Now we have HATch falsify the buggy implementation of data/ri/Stack_LinkedList/cons (in place of ${bench} below):

timeout -v 1m _build/default/bin/main.exe symb-exec meta-config.json data/ri/${bench}_buggy.ml -empty-aware -exec-bound 20 -eff-append-bound 5

HATch falsifies the implementation by finding an execution path with

  • Phi : the path condition collected along the execution path
  • Trace : the trace of symbolic events that witness the execution path
  • R_cont : a symbolic regular expression accepting traces that the execution can produce without violating the safety property
  • expr : the term under execution
Preemptive Hatch
Phi    = x:{v:Elem.t | true}, s:{v:Cell.t | true}, x_30_2:{v:bool | ¬v}, _x_5:{v:Cell.t | true}, c_2:{v:Cell.t | v == _x_5}, x_31_2:{v:bool | v <=> c_2 == s}, x_32_2:{v:bool | (v <=> ¬x_31_2) ∧ v}, x_30_11:{v:bool | ¬v}, _x_14:{v:Cell.t | true}, c_11:{v:Cell.t | v == _x_14}, x_31_11:{v:bool | v <=> c_11 == s}, x_32_11:{v:bool | (v <=> ¬x_31_11) ∧ ¬v}
Trace  = ⟨hasPrev x_0 = vret | ¬vret⟩; ⟨newCell x_0 = vret | vret == _x_5 ∧ ¬vret == c_11⟩; ⟨hasPrev x_0 = vret | ¬vret⟩; ⟨newCell x_0 = vret | vret == _x_14 ∧ vret == c_11⟩; ⟨putCellContent x_0 x_1 = vret | x_0 == c_11 ∧ x_1 == x⟩; ⟨setNext x_0 x_1 = vret | x_0 == c_11 ∧ x_1 == s ∧ x_0 == x_1⟩
R_cont = ∅
expr   =
(let (f_1 : Cell.t) =
   (let (c'_2 : Cell.t) = (c_11 : Cell.t) in (c'_2 : Cell.t) : Cell.t) in
 (f_1 : Cell.t) : Cell.t)
DT(Stack)  Task 1(cons): exec time 0.519420(s), check failed

In this case, Phi and Trace together are satisfiable – the associated state is reachable – and R_cont is empty. Therefore, HATch determines that the execution path is falsified.
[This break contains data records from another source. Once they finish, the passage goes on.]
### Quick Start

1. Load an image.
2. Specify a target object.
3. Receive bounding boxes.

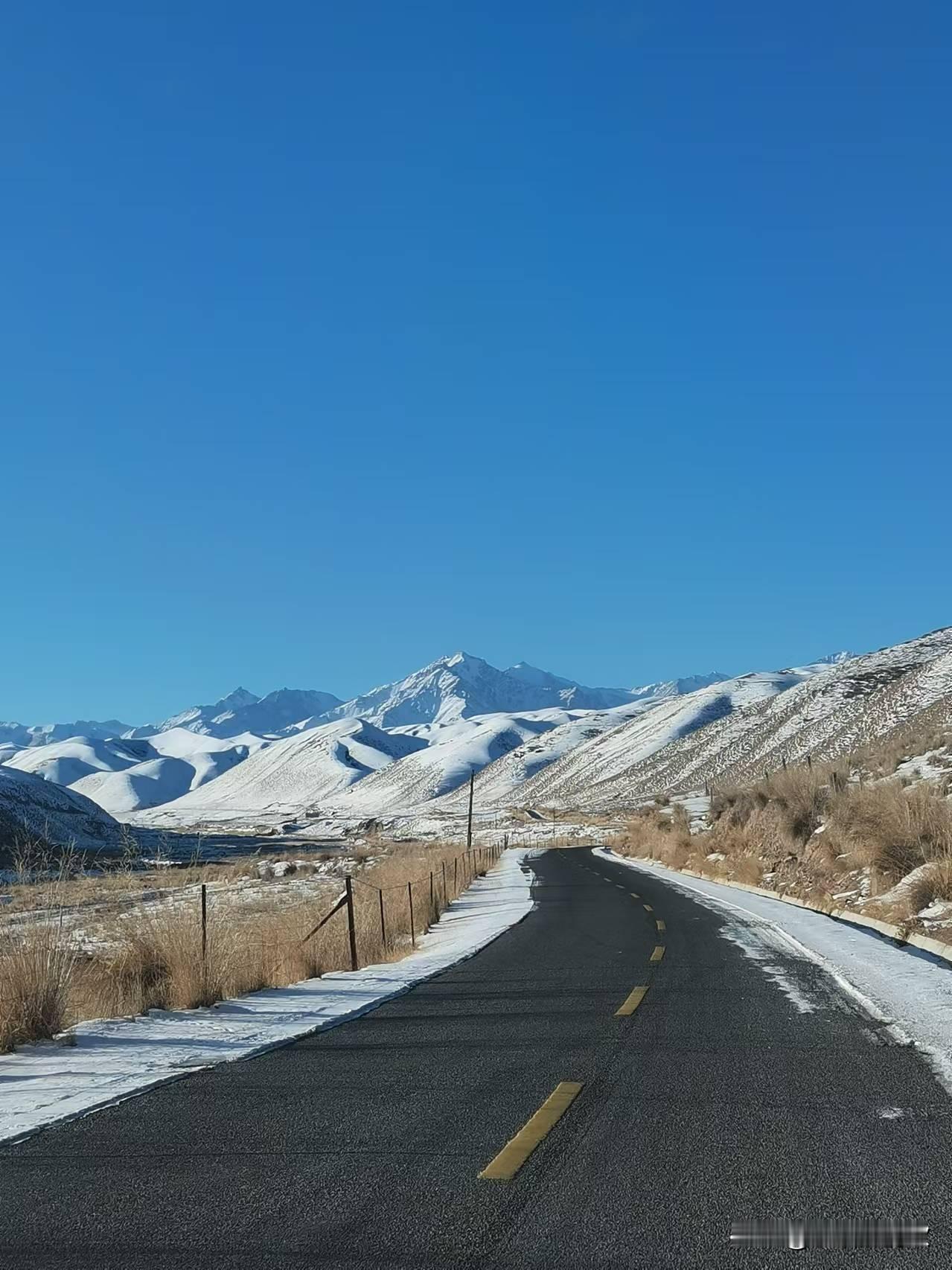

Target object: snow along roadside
[0,849,533,1142]
[592,847,952,1094]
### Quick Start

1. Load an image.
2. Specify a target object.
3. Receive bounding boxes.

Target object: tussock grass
[0,843,502,1052]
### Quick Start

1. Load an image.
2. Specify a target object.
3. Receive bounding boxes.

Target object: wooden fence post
[344,874,360,970]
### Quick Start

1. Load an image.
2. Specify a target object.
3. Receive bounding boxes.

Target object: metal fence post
[344,874,360,970]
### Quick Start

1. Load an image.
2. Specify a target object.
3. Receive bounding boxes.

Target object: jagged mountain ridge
[328,651,721,728]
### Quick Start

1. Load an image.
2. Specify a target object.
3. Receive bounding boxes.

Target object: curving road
[0,849,952,1270]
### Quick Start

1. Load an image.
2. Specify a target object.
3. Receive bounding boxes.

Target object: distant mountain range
[0,653,726,750]
[11,628,952,846]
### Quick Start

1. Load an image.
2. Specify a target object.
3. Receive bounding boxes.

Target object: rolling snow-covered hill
[0,719,131,750]
[334,709,588,815]
[0,763,121,862]
[0,628,952,828]
[540,628,952,809]
[132,689,342,738]
[7,728,268,815]
[135,719,427,827]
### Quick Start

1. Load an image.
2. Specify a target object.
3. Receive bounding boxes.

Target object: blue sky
[0,0,952,723]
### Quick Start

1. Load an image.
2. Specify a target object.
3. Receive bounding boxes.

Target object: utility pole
[466,767,476,851]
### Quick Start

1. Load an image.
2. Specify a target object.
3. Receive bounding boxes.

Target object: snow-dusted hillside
[0,765,121,860]
[482,668,810,806]
[631,671,729,701]
[131,689,342,738]
[551,628,952,809]
[7,728,268,815]
[0,630,952,828]
[135,719,427,826]
[434,698,662,811]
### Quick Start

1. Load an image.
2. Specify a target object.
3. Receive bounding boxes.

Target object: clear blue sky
[0,0,952,723]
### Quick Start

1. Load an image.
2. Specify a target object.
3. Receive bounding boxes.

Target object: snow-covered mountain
[0,763,121,864]
[7,728,268,815]
[7,628,952,828]
[330,653,690,728]
[138,719,427,826]
[0,719,135,750]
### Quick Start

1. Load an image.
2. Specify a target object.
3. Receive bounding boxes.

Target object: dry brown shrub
[830,781,952,880]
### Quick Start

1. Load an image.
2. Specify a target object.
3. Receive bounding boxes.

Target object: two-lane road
[0,849,952,1270]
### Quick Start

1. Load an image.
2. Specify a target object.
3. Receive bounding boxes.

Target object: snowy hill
[0,719,130,750]
[334,709,587,815]
[543,628,952,809]
[631,671,727,701]
[135,719,427,826]
[0,765,121,860]
[7,728,268,814]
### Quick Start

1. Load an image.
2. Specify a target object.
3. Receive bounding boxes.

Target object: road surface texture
[0,849,952,1270]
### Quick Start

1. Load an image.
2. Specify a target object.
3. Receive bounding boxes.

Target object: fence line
[301,844,505,970]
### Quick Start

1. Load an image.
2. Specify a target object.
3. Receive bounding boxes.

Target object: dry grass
[0,843,496,1052]
[829,781,952,884]
[616,747,952,939]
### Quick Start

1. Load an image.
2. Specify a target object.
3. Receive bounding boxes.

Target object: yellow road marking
[614,988,648,1018]
[480,1081,581,1181]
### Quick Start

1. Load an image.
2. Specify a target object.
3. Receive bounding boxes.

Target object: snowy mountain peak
[631,671,729,701]
[815,650,857,666]
[212,687,261,710]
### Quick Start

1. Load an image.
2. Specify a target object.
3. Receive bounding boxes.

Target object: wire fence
[301,840,506,970]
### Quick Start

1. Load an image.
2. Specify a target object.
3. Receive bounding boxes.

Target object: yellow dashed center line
[480,1081,581,1181]
[614,987,648,1018]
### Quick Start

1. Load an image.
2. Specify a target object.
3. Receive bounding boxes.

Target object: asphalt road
[0,849,952,1270]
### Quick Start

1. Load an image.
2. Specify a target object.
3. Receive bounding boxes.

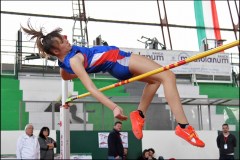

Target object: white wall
[142,130,219,159]
[1,130,56,155]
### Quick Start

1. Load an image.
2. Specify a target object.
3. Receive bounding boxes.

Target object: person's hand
[113,106,128,121]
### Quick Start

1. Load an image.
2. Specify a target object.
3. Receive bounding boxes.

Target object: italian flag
[194,0,221,49]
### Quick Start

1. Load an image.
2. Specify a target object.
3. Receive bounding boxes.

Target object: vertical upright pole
[60,80,70,159]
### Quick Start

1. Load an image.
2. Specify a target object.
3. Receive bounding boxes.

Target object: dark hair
[21,19,63,58]
[39,127,50,139]
[148,148,155,154]
[222,123,228,127]
[114,121,122,126]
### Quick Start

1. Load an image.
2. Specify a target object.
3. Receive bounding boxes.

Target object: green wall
[57,131,142,160]
[1,76,28,130]
[199,83,239,131]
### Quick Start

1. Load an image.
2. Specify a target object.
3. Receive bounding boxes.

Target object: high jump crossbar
[65,40,240,104]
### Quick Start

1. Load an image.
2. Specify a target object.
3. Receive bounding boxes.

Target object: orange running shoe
[130,111,144,139]
[175,125,205,147]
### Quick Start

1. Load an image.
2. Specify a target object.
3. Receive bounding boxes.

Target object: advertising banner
[120,48,231,76]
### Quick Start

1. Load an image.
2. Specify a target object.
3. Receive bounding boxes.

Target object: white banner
[120,48,231,76]
[98,132,128,148]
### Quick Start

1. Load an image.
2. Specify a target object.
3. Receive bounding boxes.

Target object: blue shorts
[108,50,133,80]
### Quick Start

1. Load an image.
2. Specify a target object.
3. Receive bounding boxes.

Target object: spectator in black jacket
[217,124,237,160]
[108,121,123,160]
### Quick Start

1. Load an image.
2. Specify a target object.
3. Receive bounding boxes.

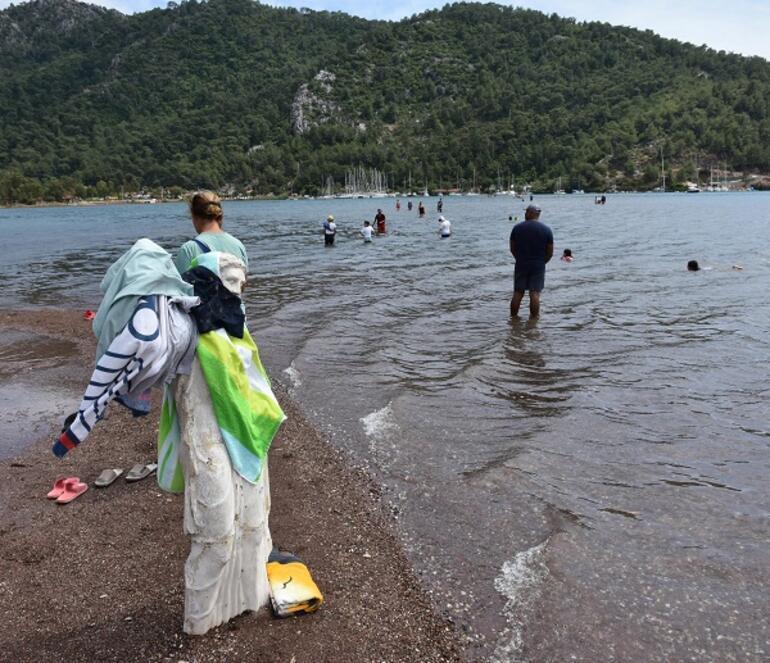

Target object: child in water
[361,221,374,244]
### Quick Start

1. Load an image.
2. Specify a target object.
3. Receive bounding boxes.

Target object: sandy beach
[0,309,461,663]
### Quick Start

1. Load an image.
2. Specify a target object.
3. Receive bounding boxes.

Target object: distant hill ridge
[0,0,770,202]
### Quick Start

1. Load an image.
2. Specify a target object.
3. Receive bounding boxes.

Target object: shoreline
[0,309,463,663]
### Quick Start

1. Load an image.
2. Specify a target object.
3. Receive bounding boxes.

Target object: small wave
[361,403,398,438]
[491,539,549,663]
[283,361,302,389]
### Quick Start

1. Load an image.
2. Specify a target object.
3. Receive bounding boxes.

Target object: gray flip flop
[94,469,123,488]
[126,463,158,481]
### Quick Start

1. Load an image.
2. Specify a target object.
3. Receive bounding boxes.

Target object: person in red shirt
[374,209,385,235]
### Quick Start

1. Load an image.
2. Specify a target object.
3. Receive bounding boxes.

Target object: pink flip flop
[56,477,88,504]
[46,477,80,500]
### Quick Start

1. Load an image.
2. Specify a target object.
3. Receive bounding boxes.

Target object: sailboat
[465,166,479,196]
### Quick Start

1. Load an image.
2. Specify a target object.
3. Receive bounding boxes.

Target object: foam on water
[491,539,549,663]
[283,362,302,389]
[360,403,398,439]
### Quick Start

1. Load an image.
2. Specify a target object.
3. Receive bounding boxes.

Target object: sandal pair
[46,477,88,504]
[94,463,158,488]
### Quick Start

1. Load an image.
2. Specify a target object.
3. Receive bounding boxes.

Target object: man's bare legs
[511,290,524,318]
[529,290,540,320]
[511,290,540,320]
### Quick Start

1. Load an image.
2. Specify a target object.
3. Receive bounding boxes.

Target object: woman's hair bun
[190,191,222,220]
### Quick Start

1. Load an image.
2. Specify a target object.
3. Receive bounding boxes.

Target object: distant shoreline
[0,189,768,209]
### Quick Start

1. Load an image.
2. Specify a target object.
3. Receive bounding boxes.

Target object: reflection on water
[0,194,770,660]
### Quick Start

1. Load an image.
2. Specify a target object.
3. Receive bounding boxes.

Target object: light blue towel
[94,238,193,357]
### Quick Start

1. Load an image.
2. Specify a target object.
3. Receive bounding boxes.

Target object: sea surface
[0,193,770,661]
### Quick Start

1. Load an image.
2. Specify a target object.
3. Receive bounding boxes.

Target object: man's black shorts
[513,266,545,292]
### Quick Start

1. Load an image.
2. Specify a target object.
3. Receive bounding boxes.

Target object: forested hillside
[0,0,770,202]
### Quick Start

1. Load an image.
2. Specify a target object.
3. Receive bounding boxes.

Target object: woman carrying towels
[170,191,285,635]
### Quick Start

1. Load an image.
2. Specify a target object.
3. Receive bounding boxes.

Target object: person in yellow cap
[324,214,337,246]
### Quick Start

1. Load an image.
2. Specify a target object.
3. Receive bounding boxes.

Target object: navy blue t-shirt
[511,221,553,269]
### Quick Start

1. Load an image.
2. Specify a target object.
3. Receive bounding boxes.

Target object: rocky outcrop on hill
[291,69,339,136]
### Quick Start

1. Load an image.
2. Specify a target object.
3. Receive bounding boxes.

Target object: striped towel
[53,295,198,458]
[157,327,286,493]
The derivative-free variant of HATch can also falsify the buggy implementation, though it takes longer:

timeout -v 1m _build/default/bin/main.exe symb-exec meta-config.json data/ri/${bench}_buggy.ml -no-deriv -exec-bound 20
Terminated Hatch
Phi    = x:{v:Elem.t | true}, s:{v:Cell.t | true}, x_30_2:{v:bool | ¬v}, _x_5:{v:Cell.t | true}, c_2:{v:Cell.t | v == _x_5}, x_31_2:{v:bool | v <=> c_2 == s}, x_32_2:{v:bool | (v <=> ¬x_31_2) ∧ ¬v}
R_curr = ((((((((.\⟨setNext x_0 x_1 = vret | x_0 == x_1⟩)* ∧ (.*;(⟨setNext x_0 x_1 = vret | x_1 == s⟩;.*))ᶜ);⟨hasPrev x_0 = vret | ¬vret⟩) ∧ .*);⟨newCell x_0 = vret | vret == _x_5⟩) ∧ (.*;(⟨newCell x_0 = vret | vret == c_2⟩;.*)));⟨putCellContent x_0 x_1 = vret | x_0 == c_2 ∧ x_1 == x⟩) ∧ .*);⟨setNext x_0 x_1 = vret | x_0 == c_2 ∧ x_1 == s⟩
expr   =
(c_2 : Cell.t)
DT(Stack)  Task 1(cons): exec time 1.592408(s), check failed

We regard prior work on type checking automata-augmented refinement type as the baseline verifier:

timeout -v 1m _build/default/bin/main.exe ri-type-check meta-config.json data/ri/${bench}_buggy.ml

Compared to HATch, the verifier also takes longer time to falsify the same buggy implementation:

DT(Stack)  Task 1(cons): exec time 1.556991(s), check failed

See Section Experiments for the complete list of methods associated with each pair of ADT and its representation type.

Experiments

The following table lists all methods whose buggy implementation are falsified by HATch (first column). The next three columns are also illustrated in Table 1 of the paper while the last two columns are omitted.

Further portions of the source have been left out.